Posts from — March 2007
Grade A Choice
I am pro-choice. No. No. I’m not talking about abortion. That, my dear mongers and mongresses is the murder of human life. I’m talking about male birth control from the womb! WOW! This is the best thing since bacon®.
Just think if you don’t want to be hassled with grandchildren and babysitting, all a mongress has to do is eat lots of red meat. It turns out that her yet to be determined male child, if she has a male child, could quite possibly maybe have a chance to experience a low sperm count. Now, tell me, what guy wouldn’t love that excuse? “I’m shooting blanks because of my mommy.” (Yeah…it is always mom’s fault.) Granted, the guy’s wife might want to take toxic hormones to combat the “‘gender bending’ chemicals that act like human sex hormones” to become pregnant. (Then he’ll just be born with one eye and a twitch. He’ll probably end sentences with prepositions, too.)
Choose beef! Mmmmm….steak is yummy and now it has added benefits! Steak wrapped in bacon® is even yummier!
Don’t be surprised if Hillary adopts this as a campaign slogan since she worked so hard during her husband’s administration to limit population growth. (See: reproductive stuff…umm…she means abortion)
March 28, 2007 3 Comments
Anna Nicole Smith Still Dead, Experts Say
Via the Al-Qaeda Times
MIAMI, March 26 — An accidental prescription drug overdose killed Anna Nicole Smith last month, the medical examiner who performed her autopsy said Monday.
Dr. Joshua A. Perper, the Broward County medical examiner, said he found traces of many drugs in Ms. Smith’s body, including muscle relaxants, pain relievers like methadone and several anti-anxiety medicines. Dr. Perper described her cause of death as combined drug intoxication, the primary drug being the potent sedative chloral hydrate.
What? When I posted about the Useless Twit dying I never would have guessed that it could have been an overdose. Who knew?
I am shocked! Shocked I say. Absolutely astonished.
In unrelated news, a panel of experts from the Bureaucratic Institute of Governmental Advanced Scientific Studies (BIGASS) has concluded a study and determined that water is wet.
Also, 6th graders agree, the Sun will rise in the East.
In related news, Al Gore commends Anna Nicole on her new Carbon Neutral lifestyle.
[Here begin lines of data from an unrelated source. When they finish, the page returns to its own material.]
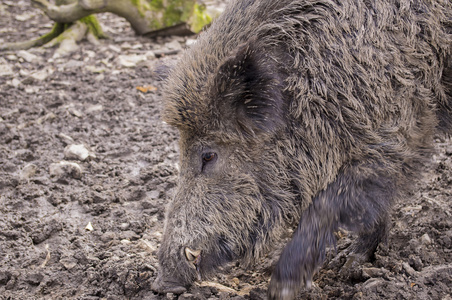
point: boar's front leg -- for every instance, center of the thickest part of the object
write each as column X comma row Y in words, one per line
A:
column 359, row 199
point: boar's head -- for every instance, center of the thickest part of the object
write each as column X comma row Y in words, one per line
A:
column 234, row 193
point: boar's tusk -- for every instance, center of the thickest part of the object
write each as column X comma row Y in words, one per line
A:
column 191, row 255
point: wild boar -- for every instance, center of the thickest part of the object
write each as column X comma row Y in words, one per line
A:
column 300, row 113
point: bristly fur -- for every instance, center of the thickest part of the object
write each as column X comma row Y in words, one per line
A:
column 318, row 111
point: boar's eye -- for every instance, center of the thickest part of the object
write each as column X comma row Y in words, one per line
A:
column 208, row 156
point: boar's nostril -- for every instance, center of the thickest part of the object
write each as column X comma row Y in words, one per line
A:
column 192, row 255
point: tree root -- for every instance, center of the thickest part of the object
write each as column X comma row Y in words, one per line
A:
column 57, row 29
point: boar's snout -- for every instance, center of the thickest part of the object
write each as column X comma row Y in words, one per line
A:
column 162, row 285
column 169, row 279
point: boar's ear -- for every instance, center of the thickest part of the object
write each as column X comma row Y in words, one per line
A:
column 247, row 91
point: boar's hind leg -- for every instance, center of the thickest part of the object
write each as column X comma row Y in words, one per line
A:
column 359, row 199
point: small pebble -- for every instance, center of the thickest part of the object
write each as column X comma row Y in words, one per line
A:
column 65, row 168
column 78, row 152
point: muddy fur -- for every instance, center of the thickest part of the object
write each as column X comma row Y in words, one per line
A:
column 318, row 113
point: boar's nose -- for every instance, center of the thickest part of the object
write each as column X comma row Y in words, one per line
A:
column 160, row 285
column 192, row 255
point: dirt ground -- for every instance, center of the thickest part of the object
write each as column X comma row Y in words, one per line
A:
column 89, row 228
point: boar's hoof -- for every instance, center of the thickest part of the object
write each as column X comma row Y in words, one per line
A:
column 162, row 286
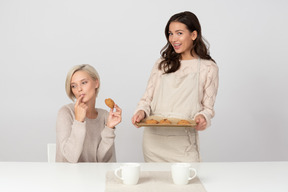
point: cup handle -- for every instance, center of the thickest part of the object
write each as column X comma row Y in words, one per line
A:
column 195, row 173
column 116, row 173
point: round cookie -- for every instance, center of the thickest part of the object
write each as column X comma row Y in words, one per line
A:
column 110, row 103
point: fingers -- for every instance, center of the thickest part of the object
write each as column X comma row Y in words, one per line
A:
column 201, row 123
column 138, row 117
column 79, row 100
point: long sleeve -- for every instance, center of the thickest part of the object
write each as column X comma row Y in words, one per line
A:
column 145, row 102
column 70, row 136
column 210, row 81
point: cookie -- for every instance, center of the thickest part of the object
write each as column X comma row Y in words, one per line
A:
column 183, row 122
column 110, row 103
column 165, row 121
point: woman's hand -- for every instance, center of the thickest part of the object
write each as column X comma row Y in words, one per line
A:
column 138, row 117
column 80, row 109
column 201, row 122
column 114, row 118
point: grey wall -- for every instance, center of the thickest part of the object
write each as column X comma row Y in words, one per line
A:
column 41, row 40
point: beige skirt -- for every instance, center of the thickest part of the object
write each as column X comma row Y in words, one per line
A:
column 170, row 144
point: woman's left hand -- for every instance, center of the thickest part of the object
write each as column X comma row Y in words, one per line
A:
column 201, row 122
column 114, row 118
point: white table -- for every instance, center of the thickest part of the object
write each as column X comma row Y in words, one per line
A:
column 88, row 177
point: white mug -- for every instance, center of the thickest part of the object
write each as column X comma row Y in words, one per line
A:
column 181, row 173
column 129, row 173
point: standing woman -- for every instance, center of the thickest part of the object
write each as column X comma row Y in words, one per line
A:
column 85, row 133
column 183, row 84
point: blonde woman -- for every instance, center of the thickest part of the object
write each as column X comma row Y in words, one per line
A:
column 85, row 133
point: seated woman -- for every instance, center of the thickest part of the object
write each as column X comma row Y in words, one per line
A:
column 85, row 133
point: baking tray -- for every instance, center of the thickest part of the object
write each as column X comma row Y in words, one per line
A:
column 158, row 118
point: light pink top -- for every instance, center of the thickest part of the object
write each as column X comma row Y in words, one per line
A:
column 208, row 86
column 90, row 141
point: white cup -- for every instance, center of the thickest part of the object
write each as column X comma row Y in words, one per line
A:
column 129, row 173
column 181, row 173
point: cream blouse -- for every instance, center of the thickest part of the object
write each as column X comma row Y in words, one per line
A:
column 208, row 86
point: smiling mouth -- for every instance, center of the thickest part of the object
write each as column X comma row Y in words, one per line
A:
column 176, row 46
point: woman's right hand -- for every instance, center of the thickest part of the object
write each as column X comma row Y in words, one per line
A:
column 80, row 109
column 138, row 117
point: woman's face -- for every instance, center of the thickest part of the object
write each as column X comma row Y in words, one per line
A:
column 83, row 84
column 181, row 39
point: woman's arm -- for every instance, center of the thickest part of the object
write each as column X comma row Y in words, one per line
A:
column 209, row 96
column 70, row 136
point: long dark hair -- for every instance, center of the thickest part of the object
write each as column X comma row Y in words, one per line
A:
column 171, row 59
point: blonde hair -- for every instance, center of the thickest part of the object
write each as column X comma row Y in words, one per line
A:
column 83, row 67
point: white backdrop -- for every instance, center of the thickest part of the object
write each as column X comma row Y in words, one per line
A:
column 41, row 40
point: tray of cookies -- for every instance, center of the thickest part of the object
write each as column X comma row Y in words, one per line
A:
column 157, row 121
Editorial note: Did they misspell Dr. Pepper?
March 27, 2007 4 Comments
Rotten Children
I think I differ from my fellow fascist, hate monger, fear monger, war monger, racist, bigoted, homophobic, right-wing death beasts in that I don’t perpetuate the lie that we see children as a wondrous, precious, miraculous gift. I openly admit my visceral disgust for children because I refuse to live a lie.
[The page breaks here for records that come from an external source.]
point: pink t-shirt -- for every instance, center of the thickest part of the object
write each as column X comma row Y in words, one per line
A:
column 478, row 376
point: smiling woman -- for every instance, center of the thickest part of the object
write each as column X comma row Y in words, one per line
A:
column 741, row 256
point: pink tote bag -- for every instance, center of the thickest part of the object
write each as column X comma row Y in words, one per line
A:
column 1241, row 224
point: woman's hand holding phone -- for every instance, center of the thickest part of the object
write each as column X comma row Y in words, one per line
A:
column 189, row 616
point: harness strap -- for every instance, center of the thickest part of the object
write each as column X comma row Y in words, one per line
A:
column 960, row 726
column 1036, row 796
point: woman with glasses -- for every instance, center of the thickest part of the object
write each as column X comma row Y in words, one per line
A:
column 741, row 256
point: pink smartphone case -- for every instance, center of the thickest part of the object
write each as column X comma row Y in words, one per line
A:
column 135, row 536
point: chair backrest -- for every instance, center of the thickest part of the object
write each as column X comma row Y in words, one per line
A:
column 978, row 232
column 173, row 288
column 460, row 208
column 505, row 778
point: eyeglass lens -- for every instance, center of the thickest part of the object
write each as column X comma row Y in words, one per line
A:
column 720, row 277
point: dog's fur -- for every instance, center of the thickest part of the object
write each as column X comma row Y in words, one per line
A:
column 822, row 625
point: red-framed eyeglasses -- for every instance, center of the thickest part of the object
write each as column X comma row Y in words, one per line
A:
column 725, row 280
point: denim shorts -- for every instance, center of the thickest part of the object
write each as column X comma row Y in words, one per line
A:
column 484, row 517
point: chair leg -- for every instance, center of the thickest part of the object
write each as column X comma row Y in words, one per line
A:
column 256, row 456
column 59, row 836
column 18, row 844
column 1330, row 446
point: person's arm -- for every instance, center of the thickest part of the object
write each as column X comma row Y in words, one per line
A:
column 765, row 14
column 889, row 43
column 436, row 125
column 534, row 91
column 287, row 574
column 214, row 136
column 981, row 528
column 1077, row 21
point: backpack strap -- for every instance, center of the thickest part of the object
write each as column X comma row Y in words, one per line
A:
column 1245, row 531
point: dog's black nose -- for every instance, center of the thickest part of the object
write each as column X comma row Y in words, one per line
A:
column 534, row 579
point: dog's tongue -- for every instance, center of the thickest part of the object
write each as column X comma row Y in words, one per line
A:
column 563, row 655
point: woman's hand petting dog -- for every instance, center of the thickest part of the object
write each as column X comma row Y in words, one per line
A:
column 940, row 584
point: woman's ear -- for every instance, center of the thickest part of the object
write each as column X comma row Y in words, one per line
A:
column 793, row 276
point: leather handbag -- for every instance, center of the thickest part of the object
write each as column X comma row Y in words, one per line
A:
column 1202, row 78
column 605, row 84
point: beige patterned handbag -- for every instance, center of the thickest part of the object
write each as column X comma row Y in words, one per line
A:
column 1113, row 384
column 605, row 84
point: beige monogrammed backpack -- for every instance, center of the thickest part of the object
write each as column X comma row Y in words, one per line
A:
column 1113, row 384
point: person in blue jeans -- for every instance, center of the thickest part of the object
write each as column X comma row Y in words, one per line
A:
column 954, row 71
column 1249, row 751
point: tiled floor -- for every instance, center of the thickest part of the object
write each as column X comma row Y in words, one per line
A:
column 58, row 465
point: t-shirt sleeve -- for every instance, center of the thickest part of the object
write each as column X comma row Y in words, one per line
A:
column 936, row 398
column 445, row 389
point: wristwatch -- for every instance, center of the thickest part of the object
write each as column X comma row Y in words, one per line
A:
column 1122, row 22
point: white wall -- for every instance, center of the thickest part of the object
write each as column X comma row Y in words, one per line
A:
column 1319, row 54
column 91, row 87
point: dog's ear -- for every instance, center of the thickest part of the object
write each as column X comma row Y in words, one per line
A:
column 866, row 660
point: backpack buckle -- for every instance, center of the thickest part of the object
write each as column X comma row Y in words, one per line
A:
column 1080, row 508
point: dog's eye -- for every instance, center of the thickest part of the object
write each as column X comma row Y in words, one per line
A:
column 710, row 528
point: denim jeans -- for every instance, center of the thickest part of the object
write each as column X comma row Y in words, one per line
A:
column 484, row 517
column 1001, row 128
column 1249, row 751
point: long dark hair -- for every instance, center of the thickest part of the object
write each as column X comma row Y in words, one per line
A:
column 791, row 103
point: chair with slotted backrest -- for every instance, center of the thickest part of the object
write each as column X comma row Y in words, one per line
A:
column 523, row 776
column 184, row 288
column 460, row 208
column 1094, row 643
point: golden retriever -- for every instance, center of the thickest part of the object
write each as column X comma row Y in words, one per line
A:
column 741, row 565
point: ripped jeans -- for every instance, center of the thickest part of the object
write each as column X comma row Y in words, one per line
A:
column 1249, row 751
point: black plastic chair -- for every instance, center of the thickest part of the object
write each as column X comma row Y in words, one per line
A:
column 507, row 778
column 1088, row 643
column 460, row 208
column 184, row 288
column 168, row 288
Just the other day, I was in the mall, and a toddler was eating an ice cream cone. I grabbed it from her tiny hands and threw it to the ground. She started crying and I said, “That’s what you get for having your entitlement mentality! It’s always ‘Me, me, me! Mine, mine,mine!’ Life ain’t fair and it’s about time you grew up and faced the cold, cruel reality that only the strong survive.” Then the mall Gestapo showed up and I hightailed it out of there. I yelled, “You can’t stifle my freedom of speech, you PC Nazis!”
In the words of Henry Winkler, “Give me Liberty or give me a jukebox that plays when you tap on the side the right way.”
Nightcrawler demonstrates why I hate children so much.
When they are forced to resort to the ballot-box to pass their agenda, [Democrats] hide behind lies and play on the emotions of the people by making their Socialist agenda “for the children”.
So, you see, if it weren’t for children, Democrats wouldn’t be able to advance their Socialist agenda. Hey, wait a second, there are some rotten kids across the street. I’ll be right back.
**
Haha! I pushed the one kid down and gave him an atomic wedgie. Then I looked at the other troll and said, “You see! That’s for helping the Democrats advance their Socialist agenda, with their ‘What about the Children™‘ emotional appeals.”
Now they were both crying like the spineless, gutless America hating, Socialist Swine they are. “Just like a dirty Hippie,” I said. “Always playing the victim. Well, go cry to Mommy. You Commies are all the same! You always want someone else to take care of your problems.”
They were running off and I yelled down the street, “Get out of my country, you Commies!” I don’t think they’ll be back. Who let them in my country anyway?
Uh oh. There’s a woman at the door, and she’s got her Stormtrooper with her. “Go away, Socialist! I don’t need your Nanny state.” I really hate children.
I may have to get going, but I know that Humor-Blogs.com would never stifle my freedom of expression that way.